第34話永倉の不満

「副長、お話が有ります」


なんだ永倉が珍しいな、と土方は思った。


小野田家では話をするのもはばかれる。近所の公園まで行った。晩秋の公園は時間帯もあるだろうが誰も居ない。二人ベンチに腰掛けた。


「副長は我々の今の現状を甘んじて過ごすおつもりですか!」


永倉は腕は立つ。神道無念流の免許である。しかし生真面目で頑固であり、度々隊士と意見が衝突する事が有った。


「しかし永倉君、我々が活躍しない世こそ平和だとは思わないかね」


土方は缶コーヒーを二人分買い、永倉に放り投げた。隊士一同、この缶コーヒーがお気に入りである。


「しかし我々が未来に来ている現在も、残った隊士達はお役目で命を落としているのですよ」


祐介の書斎への出入りを許されているのは近藤と土方のみだった。隊士一同は現代の社会において順応しつつ、乗り切るしかない。
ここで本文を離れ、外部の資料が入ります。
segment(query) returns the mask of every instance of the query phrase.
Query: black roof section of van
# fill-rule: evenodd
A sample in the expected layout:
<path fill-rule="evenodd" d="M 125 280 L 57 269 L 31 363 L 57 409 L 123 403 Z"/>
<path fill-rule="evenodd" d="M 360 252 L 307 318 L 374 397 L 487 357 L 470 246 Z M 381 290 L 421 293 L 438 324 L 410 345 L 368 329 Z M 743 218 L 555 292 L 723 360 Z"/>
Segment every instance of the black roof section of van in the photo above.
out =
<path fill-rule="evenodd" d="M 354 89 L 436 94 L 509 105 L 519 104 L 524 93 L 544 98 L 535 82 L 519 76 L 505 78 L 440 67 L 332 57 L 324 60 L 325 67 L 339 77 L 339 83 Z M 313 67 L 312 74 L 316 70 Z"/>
「永倉君の言う事はもっとも正論だ。しかし我々が過去に帰る手段は有るかね」


「いえ、それは‥‥」


永倉は言葉に詰まった。時として事の善悪について白と黒にきっちり分かれる、と言う事はなかなか無い。永倉の正論は時として窮屈なのだ。


「永倉君、私が思うにこれは我々の働きに応じた休暇だと思っている。考えてもみてくれ。訳もわからず未来に連れてこられて、運良く小野田家に居候になり、三度の飯にも困らない。今はこの現状でも良いのではないか?」


土方はどんな時も状況を冷静に判断できる。だから局中法度きょくちゅうはっとなどを掲げて浪人をまとめ上げ、壬生狼とよばれた新選組を世に知らしめることができたのである。